Origine et histoire du Château de Chaussins
Le château de Chaussins, situé à Abrest dans le département de l’Allier (Auvergne-Rhône-Alpes), est un château fort dont les origines remontent aux XIVe, XVe et XVIe siècles. Il se compose d’un logis en L datant du XIVe siècle, d’un donjon hexagonal (circulaire à l’intérieur) et de bâtiments entourant une cour, principalement construits ou remodelés au XVIe siècle. Les douves ceignent l’ensemble, tandis que des modifications ultérieures, comme l’agrandissement des baies au XVIIIe siècle ou le crénelage d’une tour au XIXe siècle, témoignent de son évolution architecturale.
En 1573, la construction du corps de logis nord, laissé sans toiture, aurait été interrompue après l’assassinat de son propriétaire. Le château conserve des éléments remarquables, tels qu’une pièce voûtée d’ogives avec une cheminée médiévale, des cheminées gothiques et Renaissance, ainsi que des peintures murales en trompe-l’œil au premier étage. Ces caractéristiques ont motivé son inscription aux monuments historiques le 5 août 1980, couvrant les façades, toitures, douves, et éléments intérieurs protégés.

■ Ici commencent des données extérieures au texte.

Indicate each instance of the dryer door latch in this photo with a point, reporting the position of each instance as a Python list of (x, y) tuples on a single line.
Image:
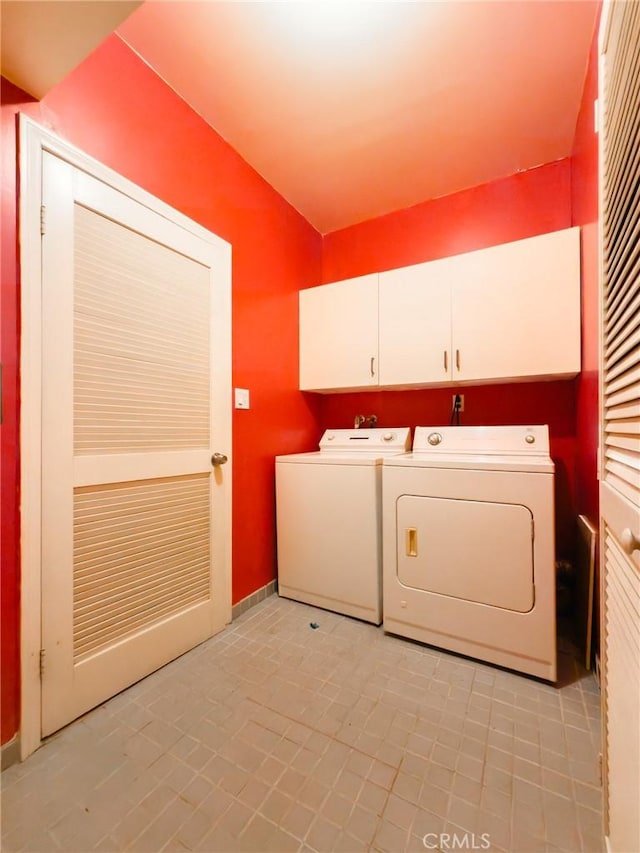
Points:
[(411, 541)]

Au XVIIIe siècle, le château change de mains après la Révolution : en juillet 1794, les biens de Louis Justin Marie, dernier marquis de Talaru (émigré), sont vendus aux enchères. Chaussins est adjugé pour 44 000 livres à sept habitants d’Abrest. Le site, marqué par des siècles d’histoire, illustre les transformations architecturales et les bouleversements politiques de la région, depuis le Moyen Âge jusqu’à l’époque moderne.

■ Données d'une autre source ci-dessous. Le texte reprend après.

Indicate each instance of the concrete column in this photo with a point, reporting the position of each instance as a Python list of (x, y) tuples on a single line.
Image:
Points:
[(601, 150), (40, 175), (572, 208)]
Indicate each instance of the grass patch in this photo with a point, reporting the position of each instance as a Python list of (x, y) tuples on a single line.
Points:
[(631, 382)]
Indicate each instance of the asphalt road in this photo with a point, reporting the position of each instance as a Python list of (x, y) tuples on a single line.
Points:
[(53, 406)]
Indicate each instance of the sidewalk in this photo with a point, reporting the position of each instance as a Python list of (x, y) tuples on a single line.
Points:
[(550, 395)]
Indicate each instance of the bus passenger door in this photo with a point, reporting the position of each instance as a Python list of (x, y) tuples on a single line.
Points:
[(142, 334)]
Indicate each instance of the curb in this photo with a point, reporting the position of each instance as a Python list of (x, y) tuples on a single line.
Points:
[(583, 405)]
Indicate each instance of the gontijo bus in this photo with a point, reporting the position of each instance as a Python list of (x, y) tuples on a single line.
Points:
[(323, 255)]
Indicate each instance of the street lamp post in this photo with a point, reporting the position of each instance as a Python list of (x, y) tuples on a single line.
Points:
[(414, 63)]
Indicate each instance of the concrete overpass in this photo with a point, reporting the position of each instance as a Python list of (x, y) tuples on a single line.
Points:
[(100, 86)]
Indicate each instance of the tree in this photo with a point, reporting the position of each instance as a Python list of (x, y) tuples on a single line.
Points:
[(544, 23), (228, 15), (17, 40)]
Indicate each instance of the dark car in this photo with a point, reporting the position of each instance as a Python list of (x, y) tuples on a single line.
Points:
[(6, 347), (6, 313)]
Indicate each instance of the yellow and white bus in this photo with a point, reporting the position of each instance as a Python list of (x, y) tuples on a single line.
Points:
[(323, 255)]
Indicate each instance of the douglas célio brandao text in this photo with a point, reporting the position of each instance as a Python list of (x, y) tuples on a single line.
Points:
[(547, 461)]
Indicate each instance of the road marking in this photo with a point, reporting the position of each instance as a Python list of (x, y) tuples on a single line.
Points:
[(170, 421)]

Les sources historiques, comme les ouvrages de René Germain (2004) ou Michel Peynot (1904), ainsi que la base Mérimée, documentent son importance patrimoniale. Aujourd’hui, le château reste un témoignage des dynamiques seigneuriales et des adaptations successives, tout en posant la question de son accessibilité actuelle (visites, location), non précisée dans les archives consultées.